Class receives honors weighting in SI weighted GPA
Algebra 1 is a traditional course in elementary algebra with an emphasis on solving problems. The course falls into four basic parts: 1) the four operations on real numbers and their use in the solution of simple equations and related problems; 2) polynomials, factoring, and fractions, leading to the solution of more complicated problems; 3) inequalities, functions and relations, and systems of open sentences; and 4) irrational numbers and quadratic functions and equations. A Texas Instruments TI-83 or TI-84 series graphing calculator is required.
The course follows the general goals and objectives of the regular Algebra 1 course. In addition, advanced topics of algebra are introduced: absolute value equations and inequalities, linear programming, polynomial functions and their graphs, analytic techniques to explore various curves, and an introduction to topics of geometry and trigonometry.
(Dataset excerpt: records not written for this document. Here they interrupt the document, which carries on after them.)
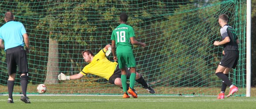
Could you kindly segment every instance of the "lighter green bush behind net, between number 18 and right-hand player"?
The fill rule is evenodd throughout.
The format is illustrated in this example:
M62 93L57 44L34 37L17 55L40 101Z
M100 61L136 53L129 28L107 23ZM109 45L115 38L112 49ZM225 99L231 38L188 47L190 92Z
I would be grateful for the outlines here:
M166 17L168 20L153 25L154 28L161 27L162 30L162 35L152 41L160 44L156 46L162 46L161 49L153 51L157 54L153 57L159 56L157 66L161 73L158 76L161 75L160 78L167 80L161 84L202 86L211 81L207 80L212 79L207 75L211 77L214 74L215 69L212 66L216 66L218 60L215 60L217 57L214 56L214 51L210 50L212 47L203 45L209 45L216 39L218 24L215 17L207 13L217 13L215 9L220 6L200 9L201 5L181 5L173 15ZM210 28L211 24L216 27Z

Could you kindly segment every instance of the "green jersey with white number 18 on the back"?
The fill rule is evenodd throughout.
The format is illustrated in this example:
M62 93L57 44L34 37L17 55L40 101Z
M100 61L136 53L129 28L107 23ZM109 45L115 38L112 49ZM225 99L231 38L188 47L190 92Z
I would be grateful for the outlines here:
M120 24L114 29L111 35L111 40L115 40L117 53L133 53L130 38L134 37L134 30L131 26Z

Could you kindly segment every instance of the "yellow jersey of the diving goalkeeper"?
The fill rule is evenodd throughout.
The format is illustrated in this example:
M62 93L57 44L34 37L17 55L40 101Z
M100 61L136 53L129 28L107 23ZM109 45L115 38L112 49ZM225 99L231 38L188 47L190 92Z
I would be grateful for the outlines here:
M111 62L106 58L105 51L102 49L98 54L96 54L93 60L83 68L80 72L83 75L94 74L99 77L104 77L109 80L116 70L117 62Z

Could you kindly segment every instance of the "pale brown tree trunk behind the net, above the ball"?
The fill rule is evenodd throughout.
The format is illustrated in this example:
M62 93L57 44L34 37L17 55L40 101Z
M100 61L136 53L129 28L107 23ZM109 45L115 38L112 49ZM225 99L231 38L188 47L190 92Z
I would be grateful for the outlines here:
M52 33L50 33L51 36ZM49 36L49 55L47 63L47 74L45 79L45 84L57 84L59 83L59 52L58 52L58 42L53 40Z

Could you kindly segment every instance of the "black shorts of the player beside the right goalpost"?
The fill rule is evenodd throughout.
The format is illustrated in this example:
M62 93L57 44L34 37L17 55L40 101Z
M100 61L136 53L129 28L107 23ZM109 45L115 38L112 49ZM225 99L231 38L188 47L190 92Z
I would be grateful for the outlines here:
M225 55L222 57L219 65L228 68L236 68L239 58L238 50L227 50Z

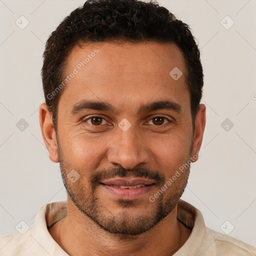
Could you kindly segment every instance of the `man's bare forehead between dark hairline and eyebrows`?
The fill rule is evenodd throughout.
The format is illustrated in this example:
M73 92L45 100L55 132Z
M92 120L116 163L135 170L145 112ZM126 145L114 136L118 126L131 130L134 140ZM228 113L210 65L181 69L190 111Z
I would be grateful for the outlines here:
M182 73L179 79L173 79L172 70ZM74 75L70 75L72 73ZM72 76L63 93L69 102L86 96L105 101L125 96L135 102L146 95L145 100L149 100L158 90L161 90L158 95L171 91L175 99L175 95L188 92L182 51L170 42L103 42L75 46L66 58L64 74Z

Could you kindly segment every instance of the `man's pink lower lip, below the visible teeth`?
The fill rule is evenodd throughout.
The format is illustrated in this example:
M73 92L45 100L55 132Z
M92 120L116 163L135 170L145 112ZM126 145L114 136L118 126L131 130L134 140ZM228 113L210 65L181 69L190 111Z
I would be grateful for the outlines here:
M109 191L118 199L133 200L138 199L148 193L148 191L152 188L153 184L132 189L109 186L105 184L100 184L100 186L104 187L107 191Z

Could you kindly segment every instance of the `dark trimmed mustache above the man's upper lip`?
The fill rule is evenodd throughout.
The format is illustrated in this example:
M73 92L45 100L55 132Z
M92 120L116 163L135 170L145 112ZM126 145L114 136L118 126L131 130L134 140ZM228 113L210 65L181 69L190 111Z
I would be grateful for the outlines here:
M100 170L93 173L90 177L90 183L95 186L100 183L102 179L114 178L114 177L141 177L155 180L155 183L164 184L164 175L159 171L152 171L146 168L133 168L125 169L121 166L113 167L106 170Z

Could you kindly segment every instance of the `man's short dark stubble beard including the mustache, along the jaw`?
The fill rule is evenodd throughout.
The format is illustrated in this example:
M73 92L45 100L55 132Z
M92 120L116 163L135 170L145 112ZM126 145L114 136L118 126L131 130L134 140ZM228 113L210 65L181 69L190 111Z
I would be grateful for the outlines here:
M156 190L158 191L158 189L160 190L166 182L163 174L159 171L151 171L145 168L136 168L132 170L124 169L122 167L112 168L104 171L101 170L100 172L97 171L97 173L92 174L89 179L90 185L85 187L84 183L82 183L81 175L84 170L76 169L81 176L74 183L67 178L67 174L73 168L71 168L70 164L64 162L59 143L58 156L64 186L68 196L71 198L77 209L105 231L124 236L138 235L146 232L173 210L186 187L190 169L189 165L186 171L178 177L177 181L173 182L166 189L166 192L160 193L159 197L155 199L154 202L148 202L147 208L139 210L136 209L137 205L132 200L117 200L121 210L118 211L118 214L114 214L104 206L97 196L98 180L100 180L101 177L153 177L158 181ZM176 169L173 169L174 172L175 170ZM114 207L116 208L116 202L113 203L115 203Z

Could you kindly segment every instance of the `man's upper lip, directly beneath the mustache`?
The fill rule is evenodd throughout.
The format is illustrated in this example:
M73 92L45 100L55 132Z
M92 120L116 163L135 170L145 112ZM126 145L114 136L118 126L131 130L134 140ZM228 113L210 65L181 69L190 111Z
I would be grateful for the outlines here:
M110 179L103 179L100 183L105 185L119 185L119 186L134 186L139 184L150 185L155 183L153 179L148 178L136 178L136 177L129 177L129 178L110 178Z

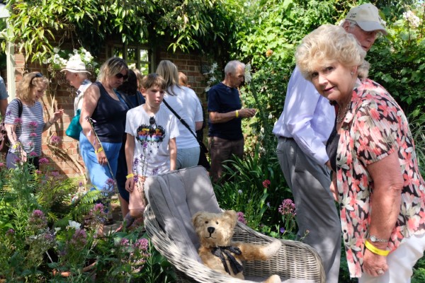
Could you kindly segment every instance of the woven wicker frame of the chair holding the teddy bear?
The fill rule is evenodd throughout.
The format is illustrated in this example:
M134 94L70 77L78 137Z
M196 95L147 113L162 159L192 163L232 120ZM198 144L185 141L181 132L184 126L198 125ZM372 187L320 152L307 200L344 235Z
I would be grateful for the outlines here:
M152 184L152 180L150 183ZM282 248L280 248L278 255L273 256L271 260L243 262L246 278L243 281L215 272L183 253L181 245L176 244L176 241L167 235L162 225L159 224L150 204L145 209L144 218L147 234L159 253L164 255L173 265L178 279L177 282L246 283L258 282L261 277L266 278L274 274L279 275L283 282L325 282L324 269L319 255L316 250L305 243L280 240ZM239 222L234 232L234 241L249 243L276 241L275 238L264 236ZM288 281L285 281L285 279L288 279Z

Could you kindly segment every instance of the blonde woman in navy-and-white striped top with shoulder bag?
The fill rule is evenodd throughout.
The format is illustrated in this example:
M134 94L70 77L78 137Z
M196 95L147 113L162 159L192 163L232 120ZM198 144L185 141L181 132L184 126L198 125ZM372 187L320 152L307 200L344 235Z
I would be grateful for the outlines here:
M15 168L16 162L28 161L38 169L41 156L41 134L62 117L64 110L56 110L44 121L40 98L45 94L48 81L41 73L25 74L16 89L16 99L6 109L4 120L10 142L6 163Z

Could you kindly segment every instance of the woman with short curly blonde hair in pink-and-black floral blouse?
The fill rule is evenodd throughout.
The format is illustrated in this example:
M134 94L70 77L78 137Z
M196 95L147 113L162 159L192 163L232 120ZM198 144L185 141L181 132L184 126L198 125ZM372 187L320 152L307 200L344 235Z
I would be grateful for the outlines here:
M366 79L365 50L335 25L307 35L295 53L302 75L336 103L327 154L351 277L410 282L425 250L425 183L404 112Z

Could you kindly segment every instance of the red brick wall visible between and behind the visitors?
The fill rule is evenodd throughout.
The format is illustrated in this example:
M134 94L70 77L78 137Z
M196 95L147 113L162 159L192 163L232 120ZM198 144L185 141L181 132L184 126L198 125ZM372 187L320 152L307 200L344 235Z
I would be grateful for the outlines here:
M72 50L72 47L70 46L61 46L61 48ZM98 62L103 63L106 59L107 55L105 50L105 52L100 55ZM201 99L203 108L206 109L204 91L205 78L200 71L202 65L206 64L205 60L196 54L183 54L181 52L171 54L169 52L159 50L156 56L156 64L162 59L169 59L171 62L174 62L179 71L182 71L186 74L186 76L188 76L188 83ZM74 88L69 86L68 83L65 83L64 78L58 78L60 74L56 73L55 77L52 77L52 74L47 71L46 65L28 62L26 65L23 54L18 54L18 50L16 50L15 62L16 83L21 80L24 71L40 71L42 74L45 74L48 79L50 79L49 88L47 89L45 96L42 98L42 105L45 110L45 121L51 117L52 109L64 109L62 119L58 120L55 125L42 134L42 156L48 157L51 161L51 163L46 166L49 166L49 168L59 172L61 175L78 177L81 178L82 181L86 181L84 178L84 162L78 154L78 142L67 137L65 134L65 131L69 126L69 122L74 116ZM91 81L95 81L96 77L91 76L90 79ZM50 138L52 135L60 137L62 142L57 145L51 144Z

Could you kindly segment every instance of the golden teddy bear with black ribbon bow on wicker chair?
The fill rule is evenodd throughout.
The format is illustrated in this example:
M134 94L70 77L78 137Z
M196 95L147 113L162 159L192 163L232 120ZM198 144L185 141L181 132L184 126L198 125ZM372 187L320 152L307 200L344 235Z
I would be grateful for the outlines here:
M267 245L232 241L237 214L234 210L222 213L198 212L192 217L193 227L200 241L198 254L204 265L212 270L244 279L242 260L268 260L282 246L280 241ZM280 283L278 275L264 283Z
Finally, students will be given challenging problems appropriate for an accelerated course. A Texas Instruments TI-83 or TI-84 series graphing calculator is required.
This course is offered to entering freshmen who have demonstrated mastery of Algebra 1 content. The course includes in-depth analysis of higher degree polynomials; analysis, interpretation and graphing of rational functions, including asymptotic behavior; an in-depth consideration of the conic sections, including transformations. Students who successfully complete Algebra 2 Honors typically enroll in Precalculus Honors after the completion of their Geometry course. A Texas Instruments TI-83 or TI-84 series graphing calculator is required.
*Class receives honors weighting in SI weighted GPA
The course reviews the basic concepts, terminology, and notation involved in geometry, and is designed for the student who successfully completed Algebra 1 as a freshman, though any student may apply. Both abstract and practical aspects are covered. Conditional statements, conjectures, theorems, and written justifications are systematically brought into the course, along with the subjects to which they pertain, in the context of problem solving as well as in the context of the preparation of formal proofs. Students construct an understanding by spending some of their class time working in collaborative learning groups. Review of algebraic and geometric concepts is employed throughout the course. In this way, algebra skills are maintained and the students are better prepared to enter into the geometric aspects of advanced algebra, math analysis, precalculus, and calculus courses. A Texas Instruments TI-83 or TI-84 series graphing calculator is required.
This course follows generally the description of the traditional geometry course but also includes more proof (direct and indirect; in two-column, flow, and paragraph form). This course is designed for the student who successfully completed Algebra 1Acc as a freshman, but any student may apply. Within the context of Geometry, the Accelerated course includes more challenging algebraic applications, such as solving quadratic equations. It also includes an introduction to analytic geometry and trigonometry, helping to prepare students for Precalculus. A Texas Instruments TI-83 or TI-84 series graphing calculator is required.